俺はそんな広大な庭園にあるベンチに腰掛けていた。


「落ち着くなぁここは...........さてと。」

(どうやってこの学園を変えようか.....そうだ!)


俺はこの学園のとあるシステムを思い出した。
それはこのマーリン学園も含めた3大魔術士育成学校で行われる魔術士の頂点を決める大会「ウィザード・トーナメント」だ。この大会は名前の通りトーナメント制で性別や学年は一切関係ない。


(問題は組むパートナーだ。)


この大会の重要なポイントの一つとして2対2というシステムがある。つまり、選ぶパートナーが強ければ優勝できる可能性は十分ある。

だが俺は魔力量が少ないため、選ぶパートナーは一人勝ちできるくらいの奴じゃないと意味がない。

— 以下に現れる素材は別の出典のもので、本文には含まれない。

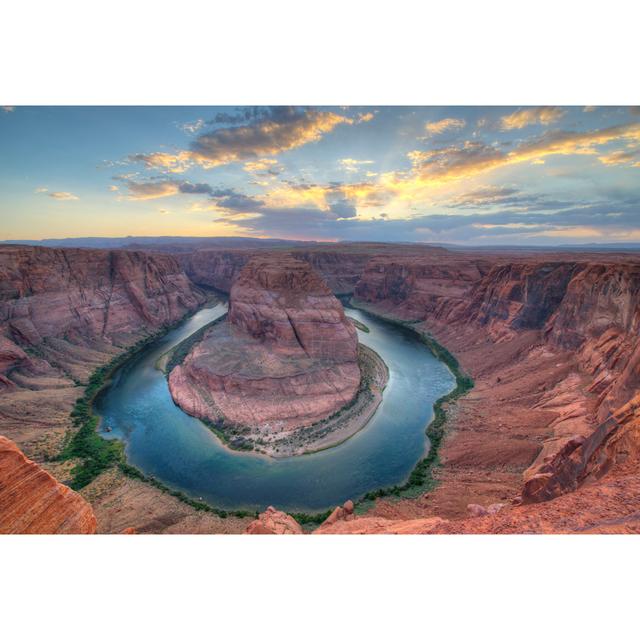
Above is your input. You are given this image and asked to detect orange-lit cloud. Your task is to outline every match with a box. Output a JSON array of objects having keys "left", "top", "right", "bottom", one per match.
[
  {"left": 598, "top": 149, "right": 640, "bottom": 166},
  {"left": 338, "top": 158, "right": 373, "bottom": 173},
  {"left": 128, "top": 151, "right": 192, "bottom": 173},
  {"left": 500, "top": 107, "right": 565, "bottom": 130},
  {"left": 128, "top": 107, "right": 364, "bottom": 173},
  {"left": 424, "top": 118, "right": 467, "bottom": 136},
  {"left": 402, "top": 124, "right": 640, "bottom": 189},
  {"left": 126, "top": 180, "right": 180, "bottom": 200},
  {"left": 190, "top": 107, "right": 362, "bottom": 169}
]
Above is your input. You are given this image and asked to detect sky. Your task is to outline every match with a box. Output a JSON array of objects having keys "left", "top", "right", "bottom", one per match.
[{"left": 0, "top": 106, "right": 640, "bottom": 245}]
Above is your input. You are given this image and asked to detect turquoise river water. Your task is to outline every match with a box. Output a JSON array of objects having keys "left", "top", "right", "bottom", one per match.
[{"left": 96, "top": 304, "right": 455, "bottom": 512}]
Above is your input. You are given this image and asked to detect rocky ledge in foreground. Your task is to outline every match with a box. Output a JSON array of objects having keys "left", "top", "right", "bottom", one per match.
[
  {"left": 0, "top": 436, "right": 96, "bottom": 533},
  {"left": 169, "top": 254, "right": 386, "bottom": 455}
]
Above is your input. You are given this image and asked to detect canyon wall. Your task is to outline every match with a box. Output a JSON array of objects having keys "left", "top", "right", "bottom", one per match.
[
  {"left": 169, "top": 254, "right": 360, "bottom": 433},
  {"left": 180, "top": 243, "right": 446, "bottom": 295},
  {"left": 0, "top": 245, "right": 205, "bottom": 444}
]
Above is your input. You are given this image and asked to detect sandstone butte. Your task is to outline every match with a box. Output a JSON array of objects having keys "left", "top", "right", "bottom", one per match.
[
  {"left": 169, "top": 253, "right": 360, "bottom": 434},
  {"left": 0, "top": 244, "right": 640, "bottom": 533},
  {"left": 0, "top": 436, "right": 96, "bottom": 534},
  {"left": 236, "top": 252, "right": 640, "bottom": 533}
]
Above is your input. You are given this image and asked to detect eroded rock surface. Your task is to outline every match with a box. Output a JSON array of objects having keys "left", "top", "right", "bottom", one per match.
[
  {"left": 0, "top": 245, "right": 205, "bottom": 445},
  {"left": 169, "top": 254, "right": 360, "bottom": 433},
  {"left": 245, "top": 507, "right": 304, "bottom": 535},
  {"left": 0, "top": 436, "right": 96, "bottom": 534},
  {"left": 356, "top": 252, "right": 640, "bottom": 518}
]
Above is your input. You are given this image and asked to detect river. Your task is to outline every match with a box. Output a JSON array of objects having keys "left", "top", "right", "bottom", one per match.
[{"left": 95, "top": 304, "right": 455, "bottom": 512}]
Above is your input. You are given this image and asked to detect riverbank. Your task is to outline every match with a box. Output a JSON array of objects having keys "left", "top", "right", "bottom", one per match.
[
  {"left": 344, "top": 298, "right": 474, "bottom": 513},
  {"left": 87, "top": 296, "right": 464, "bottom": 523},
  {"left": 165, "top": 340, "right": 389, "bottom": 458},
  {"left": 256, "top": 344, "right": 389, "bottom": 458}
]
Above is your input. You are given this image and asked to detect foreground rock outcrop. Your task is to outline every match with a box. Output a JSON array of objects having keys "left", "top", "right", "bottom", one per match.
[
  {"left": 169, "top": 254, "right": 360, "bottom": 434},
  {"left": 245, "top": 507, "right": 304, "bottom": 535},
  {"left": 355, "top": 252, "right": 640, "bottom": 518},
  {"left": 0, "top": 436, "right": 97, "bottom": 534}
]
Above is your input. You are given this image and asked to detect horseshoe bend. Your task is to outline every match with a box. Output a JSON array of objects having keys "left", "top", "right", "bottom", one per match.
[
  {"left": 169, "top": 254, "right": 387, "bottom": 455},
  {"left": 0, "top": 244, "right": 640, "bottom": 533}
]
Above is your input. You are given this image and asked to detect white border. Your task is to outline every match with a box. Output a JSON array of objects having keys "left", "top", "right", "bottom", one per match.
[{"left": 0, "top": 0, "right": 640, "bottom": 640}]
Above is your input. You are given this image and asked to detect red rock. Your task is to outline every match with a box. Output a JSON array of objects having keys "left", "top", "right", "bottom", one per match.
[
  {"left": 245, "top": 507, "right": 304, "bottom": 535},
  {"left": 169, "top": 254, "right": 360, "bottom": 432},
  {"left": 0, "top": 436, "right": 96, "bottom": 533}
]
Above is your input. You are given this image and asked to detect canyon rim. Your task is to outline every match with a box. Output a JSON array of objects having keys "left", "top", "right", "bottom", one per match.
[{"left": 0, "top": 107, "right": 640, "bottom": 535}]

この大会で1番の功績を残した生徒は生徒会長になる権限を与えられるのがマーリン学園のルールだ。大会に優勝すれば生徒会長になれるのは言うまでもない。そして生徒会長はこの学園をより良いものにするために学園の校則を変える権利を持っている。


「俺がこの学園を変えてやるよ。」


そして俺の大いなる野望に向けた戦いが始まる。